Lyna Khoudri, la frangine d’Auber
Elle crevait l’écran dans Papicha, film pour lequel elle avait remporté le César du meilleur espoir féminin en 2020. On la retrouvera cette semaine à Cannes dans « Nos frangins », sur l’assassinat de l’étudiant Malik Oussekine. Lyna Khoudri dit être venue au cinéma progressivement, au fil des sorties organisées par les centres de loisirs d’Aubervilliers, sa ville de toujours. Portrait.
« Aubervilliers, c’est toute ma vie. J’ai énormément d’amour pour cette ville qui m’a permis de m’épanouir. » Pour parler de la ville de son enfance et de son adolescence, Lyna Khoudri n’y va pas par quatre chemins.
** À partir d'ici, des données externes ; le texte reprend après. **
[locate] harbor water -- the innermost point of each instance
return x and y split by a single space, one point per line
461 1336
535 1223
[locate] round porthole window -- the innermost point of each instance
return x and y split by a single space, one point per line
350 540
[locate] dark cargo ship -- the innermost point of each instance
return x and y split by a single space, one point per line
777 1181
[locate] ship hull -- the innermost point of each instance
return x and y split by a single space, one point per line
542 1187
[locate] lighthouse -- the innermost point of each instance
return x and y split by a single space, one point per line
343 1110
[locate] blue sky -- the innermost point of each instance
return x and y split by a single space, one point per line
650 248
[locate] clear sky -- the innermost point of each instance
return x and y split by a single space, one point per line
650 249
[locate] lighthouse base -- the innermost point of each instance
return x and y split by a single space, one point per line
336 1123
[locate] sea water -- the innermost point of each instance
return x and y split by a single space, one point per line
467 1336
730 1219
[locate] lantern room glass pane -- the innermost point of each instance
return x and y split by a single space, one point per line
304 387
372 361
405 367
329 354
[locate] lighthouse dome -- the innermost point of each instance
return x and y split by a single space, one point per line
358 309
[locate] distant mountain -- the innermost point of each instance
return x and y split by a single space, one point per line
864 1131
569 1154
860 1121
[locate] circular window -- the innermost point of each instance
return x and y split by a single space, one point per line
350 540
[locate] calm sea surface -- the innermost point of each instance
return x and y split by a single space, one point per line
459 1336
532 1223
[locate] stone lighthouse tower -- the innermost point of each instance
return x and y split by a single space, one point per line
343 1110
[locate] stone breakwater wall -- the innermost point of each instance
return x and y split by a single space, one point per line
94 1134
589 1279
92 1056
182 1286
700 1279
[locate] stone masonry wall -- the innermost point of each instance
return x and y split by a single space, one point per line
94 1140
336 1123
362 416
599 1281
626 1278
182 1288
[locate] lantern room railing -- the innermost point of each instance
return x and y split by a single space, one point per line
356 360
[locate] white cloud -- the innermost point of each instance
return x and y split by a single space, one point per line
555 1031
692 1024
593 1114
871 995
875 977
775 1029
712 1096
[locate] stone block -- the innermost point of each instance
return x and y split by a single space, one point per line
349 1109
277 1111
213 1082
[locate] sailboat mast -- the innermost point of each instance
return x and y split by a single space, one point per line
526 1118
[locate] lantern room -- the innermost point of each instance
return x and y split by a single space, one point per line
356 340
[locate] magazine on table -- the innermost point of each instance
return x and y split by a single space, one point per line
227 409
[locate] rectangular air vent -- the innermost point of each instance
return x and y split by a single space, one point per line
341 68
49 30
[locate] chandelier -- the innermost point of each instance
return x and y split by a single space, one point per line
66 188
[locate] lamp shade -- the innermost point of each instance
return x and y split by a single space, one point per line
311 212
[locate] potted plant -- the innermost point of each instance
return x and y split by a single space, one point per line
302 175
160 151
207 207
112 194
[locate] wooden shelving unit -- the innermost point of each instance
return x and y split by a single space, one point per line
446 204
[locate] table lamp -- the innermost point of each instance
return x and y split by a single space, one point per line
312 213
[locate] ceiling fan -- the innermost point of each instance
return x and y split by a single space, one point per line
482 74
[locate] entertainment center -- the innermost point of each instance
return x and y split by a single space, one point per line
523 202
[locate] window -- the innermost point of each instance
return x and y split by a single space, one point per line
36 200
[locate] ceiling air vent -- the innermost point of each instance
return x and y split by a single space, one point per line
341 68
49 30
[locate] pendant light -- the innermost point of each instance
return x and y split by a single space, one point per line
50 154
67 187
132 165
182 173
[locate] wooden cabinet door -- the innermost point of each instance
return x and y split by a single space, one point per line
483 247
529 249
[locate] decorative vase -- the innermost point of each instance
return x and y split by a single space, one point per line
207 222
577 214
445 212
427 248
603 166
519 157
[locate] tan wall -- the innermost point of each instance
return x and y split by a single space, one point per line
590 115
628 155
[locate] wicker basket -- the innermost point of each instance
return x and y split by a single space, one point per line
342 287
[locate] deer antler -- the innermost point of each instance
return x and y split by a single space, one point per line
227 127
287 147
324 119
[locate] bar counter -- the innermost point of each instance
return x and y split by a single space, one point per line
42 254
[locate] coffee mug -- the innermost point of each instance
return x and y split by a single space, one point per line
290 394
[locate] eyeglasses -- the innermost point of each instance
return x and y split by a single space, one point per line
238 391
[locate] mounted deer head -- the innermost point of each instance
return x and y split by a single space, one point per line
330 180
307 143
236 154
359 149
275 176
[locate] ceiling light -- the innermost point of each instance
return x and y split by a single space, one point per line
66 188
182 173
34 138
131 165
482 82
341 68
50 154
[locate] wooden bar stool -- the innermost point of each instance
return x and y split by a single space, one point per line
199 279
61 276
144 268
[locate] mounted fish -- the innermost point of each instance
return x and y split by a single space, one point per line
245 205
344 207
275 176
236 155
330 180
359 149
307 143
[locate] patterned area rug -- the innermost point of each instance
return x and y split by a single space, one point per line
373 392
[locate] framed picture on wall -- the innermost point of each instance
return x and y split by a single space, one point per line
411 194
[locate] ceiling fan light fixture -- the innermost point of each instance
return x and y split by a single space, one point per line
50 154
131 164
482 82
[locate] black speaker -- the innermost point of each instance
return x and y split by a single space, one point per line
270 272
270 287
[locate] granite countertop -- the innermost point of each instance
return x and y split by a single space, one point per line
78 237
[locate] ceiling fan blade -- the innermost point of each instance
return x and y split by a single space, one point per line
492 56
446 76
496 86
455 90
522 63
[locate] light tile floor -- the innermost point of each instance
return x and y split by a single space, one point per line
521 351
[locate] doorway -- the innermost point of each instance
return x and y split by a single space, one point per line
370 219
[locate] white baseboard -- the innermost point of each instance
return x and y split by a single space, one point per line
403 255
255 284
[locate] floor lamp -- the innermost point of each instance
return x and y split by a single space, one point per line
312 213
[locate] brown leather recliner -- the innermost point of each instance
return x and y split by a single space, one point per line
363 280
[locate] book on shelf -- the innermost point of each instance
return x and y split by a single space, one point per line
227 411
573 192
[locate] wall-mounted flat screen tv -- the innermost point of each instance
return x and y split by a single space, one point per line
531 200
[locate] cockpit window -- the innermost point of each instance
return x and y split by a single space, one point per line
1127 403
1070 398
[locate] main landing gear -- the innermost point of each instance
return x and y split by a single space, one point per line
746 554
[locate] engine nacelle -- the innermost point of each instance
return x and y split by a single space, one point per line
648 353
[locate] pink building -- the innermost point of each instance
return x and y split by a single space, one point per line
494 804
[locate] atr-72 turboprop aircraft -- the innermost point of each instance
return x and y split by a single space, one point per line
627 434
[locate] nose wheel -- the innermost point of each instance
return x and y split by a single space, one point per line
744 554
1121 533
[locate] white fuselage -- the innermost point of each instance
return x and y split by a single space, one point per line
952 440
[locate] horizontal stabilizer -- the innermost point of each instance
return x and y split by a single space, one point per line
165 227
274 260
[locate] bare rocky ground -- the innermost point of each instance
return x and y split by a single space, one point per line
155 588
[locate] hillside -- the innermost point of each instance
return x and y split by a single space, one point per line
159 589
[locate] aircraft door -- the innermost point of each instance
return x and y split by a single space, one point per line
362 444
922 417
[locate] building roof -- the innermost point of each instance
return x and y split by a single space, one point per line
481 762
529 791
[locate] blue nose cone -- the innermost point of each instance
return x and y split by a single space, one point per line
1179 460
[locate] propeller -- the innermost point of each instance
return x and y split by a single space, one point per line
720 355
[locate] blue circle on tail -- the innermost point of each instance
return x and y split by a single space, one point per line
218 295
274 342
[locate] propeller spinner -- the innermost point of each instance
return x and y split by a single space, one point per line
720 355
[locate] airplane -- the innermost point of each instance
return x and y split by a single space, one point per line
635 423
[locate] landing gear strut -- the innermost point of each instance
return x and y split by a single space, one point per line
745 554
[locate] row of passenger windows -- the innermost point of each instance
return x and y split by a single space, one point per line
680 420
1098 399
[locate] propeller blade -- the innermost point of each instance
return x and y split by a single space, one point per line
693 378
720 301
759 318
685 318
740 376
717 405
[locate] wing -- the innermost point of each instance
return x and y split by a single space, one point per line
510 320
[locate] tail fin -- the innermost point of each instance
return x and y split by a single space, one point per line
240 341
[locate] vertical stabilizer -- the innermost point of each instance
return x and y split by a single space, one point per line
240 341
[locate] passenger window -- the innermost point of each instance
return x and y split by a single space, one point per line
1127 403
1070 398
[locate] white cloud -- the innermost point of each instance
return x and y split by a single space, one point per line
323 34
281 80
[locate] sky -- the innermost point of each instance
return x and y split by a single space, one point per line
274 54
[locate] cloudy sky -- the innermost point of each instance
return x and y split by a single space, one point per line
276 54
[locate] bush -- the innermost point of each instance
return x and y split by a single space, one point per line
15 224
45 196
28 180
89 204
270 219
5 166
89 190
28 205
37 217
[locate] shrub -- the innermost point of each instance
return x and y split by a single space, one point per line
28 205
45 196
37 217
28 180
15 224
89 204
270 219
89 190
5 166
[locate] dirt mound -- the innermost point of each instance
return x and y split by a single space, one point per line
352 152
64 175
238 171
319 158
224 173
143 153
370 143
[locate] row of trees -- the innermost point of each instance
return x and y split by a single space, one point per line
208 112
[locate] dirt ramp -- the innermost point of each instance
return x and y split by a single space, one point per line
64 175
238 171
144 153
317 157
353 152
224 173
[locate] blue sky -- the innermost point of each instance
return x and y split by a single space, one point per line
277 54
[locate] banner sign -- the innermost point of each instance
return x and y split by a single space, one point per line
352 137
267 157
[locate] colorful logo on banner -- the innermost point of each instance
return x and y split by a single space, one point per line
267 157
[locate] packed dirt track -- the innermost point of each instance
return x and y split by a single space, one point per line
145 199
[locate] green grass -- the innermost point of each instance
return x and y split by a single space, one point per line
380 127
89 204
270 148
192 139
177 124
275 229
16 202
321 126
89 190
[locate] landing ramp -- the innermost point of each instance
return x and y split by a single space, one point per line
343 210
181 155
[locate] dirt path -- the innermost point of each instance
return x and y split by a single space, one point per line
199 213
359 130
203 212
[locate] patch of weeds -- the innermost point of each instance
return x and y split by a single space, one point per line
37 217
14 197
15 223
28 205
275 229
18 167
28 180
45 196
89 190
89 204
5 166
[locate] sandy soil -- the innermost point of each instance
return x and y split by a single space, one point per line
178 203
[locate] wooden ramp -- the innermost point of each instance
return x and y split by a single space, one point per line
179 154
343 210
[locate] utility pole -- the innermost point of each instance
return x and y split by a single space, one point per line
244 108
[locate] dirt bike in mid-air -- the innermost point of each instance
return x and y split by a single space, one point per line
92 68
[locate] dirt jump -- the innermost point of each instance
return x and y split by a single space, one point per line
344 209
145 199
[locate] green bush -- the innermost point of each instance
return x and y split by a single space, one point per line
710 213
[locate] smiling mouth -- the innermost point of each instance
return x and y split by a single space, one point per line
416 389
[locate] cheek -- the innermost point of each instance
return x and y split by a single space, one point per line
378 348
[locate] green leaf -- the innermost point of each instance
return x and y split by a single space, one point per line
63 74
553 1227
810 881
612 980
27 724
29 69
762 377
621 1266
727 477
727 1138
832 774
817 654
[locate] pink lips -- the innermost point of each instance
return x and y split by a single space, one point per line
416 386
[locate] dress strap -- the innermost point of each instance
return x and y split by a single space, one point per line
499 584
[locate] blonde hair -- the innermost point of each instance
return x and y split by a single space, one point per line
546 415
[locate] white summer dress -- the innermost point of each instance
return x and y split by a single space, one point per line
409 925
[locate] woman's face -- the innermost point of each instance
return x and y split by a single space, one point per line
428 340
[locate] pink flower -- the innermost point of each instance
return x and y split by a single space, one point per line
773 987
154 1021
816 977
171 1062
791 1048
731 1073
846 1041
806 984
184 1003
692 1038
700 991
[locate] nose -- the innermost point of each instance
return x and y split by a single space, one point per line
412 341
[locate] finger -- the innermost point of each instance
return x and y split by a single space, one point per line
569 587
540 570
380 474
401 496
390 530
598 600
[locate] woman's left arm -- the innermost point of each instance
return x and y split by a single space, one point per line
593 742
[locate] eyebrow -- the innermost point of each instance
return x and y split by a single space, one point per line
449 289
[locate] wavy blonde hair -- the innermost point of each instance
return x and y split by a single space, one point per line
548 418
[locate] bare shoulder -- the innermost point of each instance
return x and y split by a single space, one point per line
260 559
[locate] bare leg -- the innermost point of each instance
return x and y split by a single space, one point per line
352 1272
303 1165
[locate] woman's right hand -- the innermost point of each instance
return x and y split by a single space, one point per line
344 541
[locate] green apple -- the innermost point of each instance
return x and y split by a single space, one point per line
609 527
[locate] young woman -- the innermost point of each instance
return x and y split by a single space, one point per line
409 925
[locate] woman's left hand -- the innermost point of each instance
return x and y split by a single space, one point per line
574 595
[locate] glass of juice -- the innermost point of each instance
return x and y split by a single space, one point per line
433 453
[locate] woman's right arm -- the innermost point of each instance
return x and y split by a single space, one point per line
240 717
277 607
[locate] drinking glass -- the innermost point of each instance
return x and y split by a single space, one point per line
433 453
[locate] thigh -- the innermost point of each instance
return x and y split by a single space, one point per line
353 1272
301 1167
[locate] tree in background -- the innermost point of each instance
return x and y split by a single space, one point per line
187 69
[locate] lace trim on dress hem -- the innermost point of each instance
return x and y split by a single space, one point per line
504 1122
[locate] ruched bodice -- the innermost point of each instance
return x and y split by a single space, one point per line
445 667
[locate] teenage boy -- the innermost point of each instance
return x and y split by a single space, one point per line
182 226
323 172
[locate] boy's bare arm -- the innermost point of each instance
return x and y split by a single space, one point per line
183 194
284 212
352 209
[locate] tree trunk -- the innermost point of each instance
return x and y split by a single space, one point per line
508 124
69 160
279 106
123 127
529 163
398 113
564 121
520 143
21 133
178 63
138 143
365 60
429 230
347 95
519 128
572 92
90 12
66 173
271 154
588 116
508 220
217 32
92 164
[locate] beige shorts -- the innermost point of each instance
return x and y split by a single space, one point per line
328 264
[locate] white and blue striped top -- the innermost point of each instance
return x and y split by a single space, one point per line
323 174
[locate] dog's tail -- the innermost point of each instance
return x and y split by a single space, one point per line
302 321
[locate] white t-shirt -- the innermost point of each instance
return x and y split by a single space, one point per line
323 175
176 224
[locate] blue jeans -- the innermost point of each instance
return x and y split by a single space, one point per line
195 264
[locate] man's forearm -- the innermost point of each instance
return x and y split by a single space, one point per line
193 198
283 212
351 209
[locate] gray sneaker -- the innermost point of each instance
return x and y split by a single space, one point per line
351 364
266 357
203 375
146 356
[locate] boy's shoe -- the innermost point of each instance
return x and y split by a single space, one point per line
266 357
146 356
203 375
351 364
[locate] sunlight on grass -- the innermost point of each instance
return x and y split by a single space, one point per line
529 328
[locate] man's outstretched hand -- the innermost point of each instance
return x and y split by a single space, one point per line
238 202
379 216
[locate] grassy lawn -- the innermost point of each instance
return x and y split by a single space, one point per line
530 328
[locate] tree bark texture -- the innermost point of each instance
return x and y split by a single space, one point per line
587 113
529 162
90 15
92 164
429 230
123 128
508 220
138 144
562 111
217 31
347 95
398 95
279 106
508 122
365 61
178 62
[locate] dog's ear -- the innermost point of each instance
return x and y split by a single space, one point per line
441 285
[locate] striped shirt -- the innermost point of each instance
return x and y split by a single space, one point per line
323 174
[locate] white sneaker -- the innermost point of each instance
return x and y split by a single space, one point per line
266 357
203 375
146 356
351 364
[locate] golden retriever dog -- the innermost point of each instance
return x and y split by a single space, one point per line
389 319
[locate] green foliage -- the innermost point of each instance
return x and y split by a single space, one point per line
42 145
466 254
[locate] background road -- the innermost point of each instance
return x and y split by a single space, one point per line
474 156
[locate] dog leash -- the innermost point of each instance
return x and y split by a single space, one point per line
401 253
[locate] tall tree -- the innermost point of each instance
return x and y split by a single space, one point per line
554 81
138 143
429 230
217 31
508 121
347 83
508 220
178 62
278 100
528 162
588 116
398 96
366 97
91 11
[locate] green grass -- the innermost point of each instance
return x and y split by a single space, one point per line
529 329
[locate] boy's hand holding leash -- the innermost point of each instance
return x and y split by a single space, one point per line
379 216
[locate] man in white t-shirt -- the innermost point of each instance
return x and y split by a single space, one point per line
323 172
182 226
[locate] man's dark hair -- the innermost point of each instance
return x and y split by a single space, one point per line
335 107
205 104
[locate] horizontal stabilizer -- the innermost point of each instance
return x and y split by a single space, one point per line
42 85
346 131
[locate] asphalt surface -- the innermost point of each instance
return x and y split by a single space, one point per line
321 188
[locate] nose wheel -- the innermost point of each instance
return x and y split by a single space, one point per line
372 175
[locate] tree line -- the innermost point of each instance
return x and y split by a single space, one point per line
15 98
A 29 ans, cette actrice à la trajectoire vertigineuse a vu la Mostra de Venise pour « Les Bienheureux », été couronnée meilleur espoir féminin pour « Papicha », monté les marches de Cannes pour « The French Dispatch », elle revient quand même toujours à Aubervilliers, le lieu où elle « se sent vraiment elle-même ».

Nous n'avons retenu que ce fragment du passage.